Platform Issues
Incident Report for BitGo
Postmortem

Overview

At 2:48 PM PST on Wednesday, December 9th an incorrectly generated release manifest was deployed to the BitGo production environment. This caused a number of platform components to be reconfigured in a way that prevented communication with several service components.

Timeline

(All times stated here are Pacific Standard Time)

2:48 PM - Release manifest is deployed to production.

2:50 PM - Automated monitoring alerts on service disruptions.

2:54 PM - An internal incident is announced and remediation efforts commence.

3:40 PM - Service health was completely restored.

Impact

Services that support our wallet platform were primarily impacted, resulting in a cascading effect on ancillary services (i.e., blockchain APIs being unavailable). 
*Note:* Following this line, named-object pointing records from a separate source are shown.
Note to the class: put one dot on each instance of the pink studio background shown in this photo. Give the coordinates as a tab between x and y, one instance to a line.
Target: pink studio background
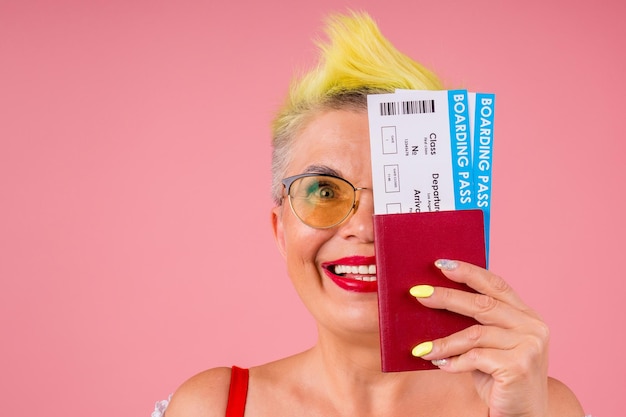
135	246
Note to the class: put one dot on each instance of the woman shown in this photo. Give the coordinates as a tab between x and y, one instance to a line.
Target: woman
496	369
The service disruption was caused by deployment misconfiguration only and did not result in any data loss or corruption.This outage did not interact with or impact any systems that process funds or currency.

Root Cause Analysis

A generated release manifest was missing a set of production configurations. When deployed, this manifest caused a number of services to update with incorrect settings which disrupted their communication with other services.

Mitigation

Our incident response team was immediately alerted of these services having issues and began assessing the problem. Within minutes we were able to identify the cause and began taking steps to resolve:

  • A number of misconfigured service components were removed or rolled back
  • Release manifests were properly regenerated with production configuration and redeployed
  • System components were closely monitored until service health was fully restored

Future Remediation

Immediately, we are refactoring a portion of our release process that requires human intervention so that we remove the possibility of incorrectly generating our production release manifests. This semi-manual aspect of our process is temporary and we’re actively working on improvements to include more automation as part of our Q1 engineering roadmap.

Posted Dec 10, 2020 - 17:44 PST

Resolved
This incident has been resolved.
Posted Dec 09, 2020 - 16:25 PST
Update
We are continuing to work on a fix for this issue.
Posted Dec 09, 2020 - 15:24 PST
Identified
The issue has been identified and a fix is being implemented.
Posted Dec 09, 2020 - 15:22 PST
Investigating
We are currently investigating this issue.
Posted Dec 09, 2020 - 15:05 PST
This incident affected: API, Wallets, Settlement, Portfolio & Tax, Reporting and Digital Assets (Ripple).